- All Magenta models: https://github.com/tensorflow/magenta/tree/master/magenta/models
- Lakh Dataset: https://colinraffel.com/projects/lmd/
- Colab FAQ: https://research.google.com/colaboratory/faq.html
https://github.com/tensorflow/magenta/blob/master/README.md
https://github.com/tensorflow/magenta/tree/master/magenta/models/melody_rnn
- Download a .mag bundle file from the above link. We'll be using lookback_rnn. A .mag file is a format that bundles the model checkpoint, metagraph, and some model metadata into one file.
- Make an output folder if there is not one already.
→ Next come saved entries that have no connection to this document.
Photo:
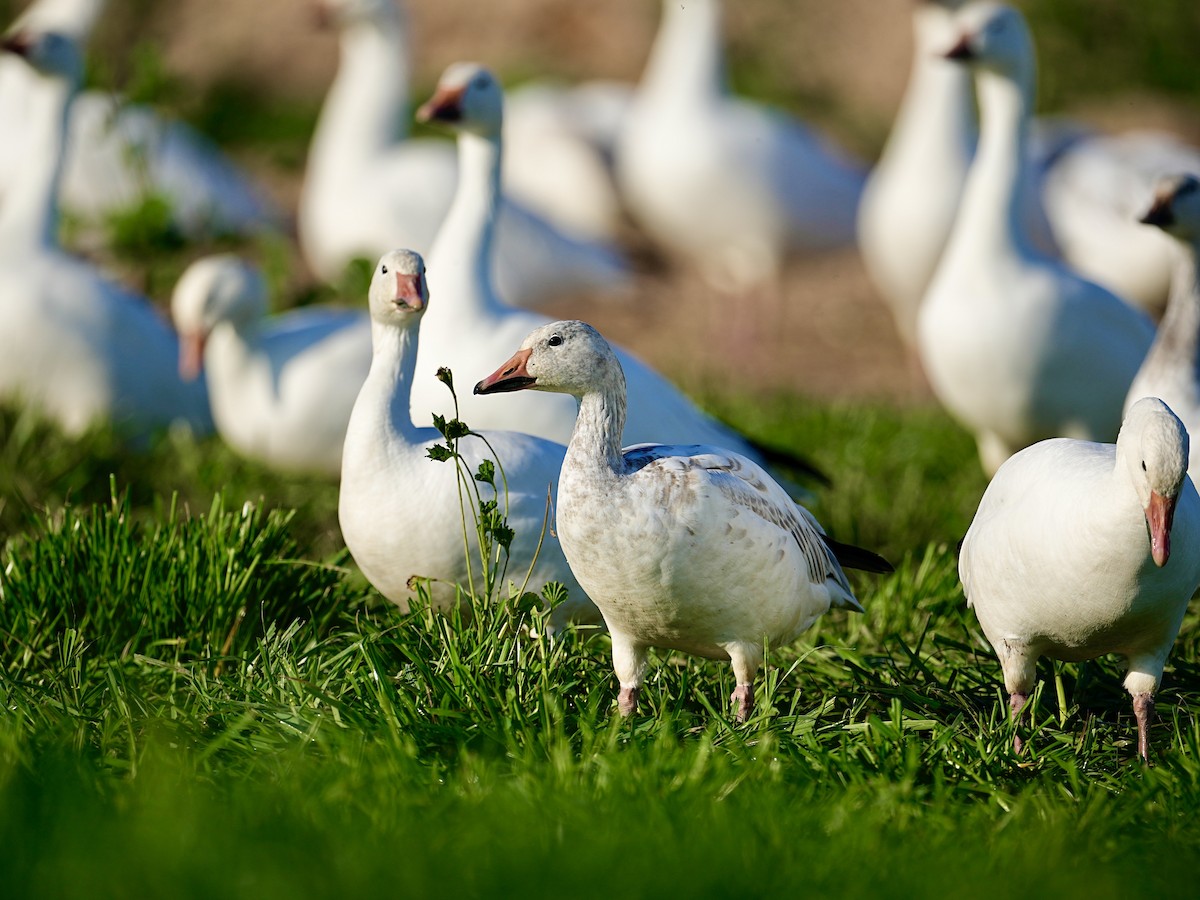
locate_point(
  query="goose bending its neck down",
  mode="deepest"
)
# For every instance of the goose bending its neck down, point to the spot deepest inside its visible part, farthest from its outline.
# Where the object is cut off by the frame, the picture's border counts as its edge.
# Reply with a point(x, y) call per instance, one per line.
point(1015, 346)
point(75, 345)
point(400, 510)
point(688, 547)
point(281, 387)
point(469, 322)
point(1171, 371)
point(1029, 562)
point(689, 148)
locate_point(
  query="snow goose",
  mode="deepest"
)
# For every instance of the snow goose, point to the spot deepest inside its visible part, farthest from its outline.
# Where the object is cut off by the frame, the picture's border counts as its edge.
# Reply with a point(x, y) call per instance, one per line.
point(120, 154)
point(1171, 371)
point(687, 547)
point(75, 345)
point(367, 189)
point(469, 322)
point(1069, 555)
point(281, 388)
point(400, 510)
point(1017, 346)
point(688, 148)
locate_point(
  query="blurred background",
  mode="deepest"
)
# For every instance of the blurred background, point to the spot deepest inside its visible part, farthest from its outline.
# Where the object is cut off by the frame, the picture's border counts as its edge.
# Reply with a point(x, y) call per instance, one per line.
point(252, 76)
We'll be using ./generated/melody_rnn
- Type this command into terminal:
melody_rnn_generate --config='lookback_rnn' --bundle_file=lookback_rnn.mag --output_dir=./generated/melody_rnn --num_outputs=10 --num_steps=128 --primer_melody="[60]"
This will take less than a minute to generate 10 pieces.
-
Download the chord_pitches_improv bundle file (.mag file) from https://github.com/tensorflow/magenta/tree/master/magenta/models/improv_rnn.
-
In terminal, type:
improv_rnn_generate \
--config='chord_pitches_improv' \
--bundle_file=chord_pitches_improv.mag \
--output_dir=./generated/improv_rnn \
--num_outputs=10 \
--primer_melody="[60]" \
--backing_chords="C G Am F C G Am F" \
--render_chords
Note: the \ character is to format the command so the parameters are each on their own line. You can also type the command in all at once without those characters, like we did to generate from MelodyRNN.
The primer melody argument will give a starting note or melody to the model. The backing chords are the chords you want the model to generate a melody for. You can change these two parameters to get interesting melodies.
Let's try priming it with Twinkle Twinkle Little Star over the chords from 'I will Surivive':
improv_rnn_generate \
--config='chord_pitches_improv' \
--bundle_file=chord_pitches_improv.mag \
--output_dir=./generated/improv_rnn \
--num_outputs=10 \
--primer_melody="[60, -2, 60, -2, 67, -2, 67, -2]" \
--backing_chords="Am Dm G C F Bdim E E" \
--render_chords
From the documentation:
"This will generate a melody starting with a middle C over the chord progression C G Am F, where each chord lasts one bar and the progression is repeated twice. If you'd like, you can supply a longer priming melody using a string representation of a Python list. The values in the list should be ints that follow the melodies_lib.Melody format (-2 = no event, -1 = note-off event, values 0 through 127 = note-on event for that MIDI pitch). For example --primer_melody="[60, -2, 60, -2, 67, -2, 67, -2]" would prime the model with the first four notes of Twinkle Twinkle Little Star. Instead of using --primer_melody, we can use --primer_midi to prime our model with a melody stored in a MIDI file. For example, --primer_midi=<absolute path to magenta/models/melody_rnn/primer.mid> will prime the model with the melody in that MIDI file.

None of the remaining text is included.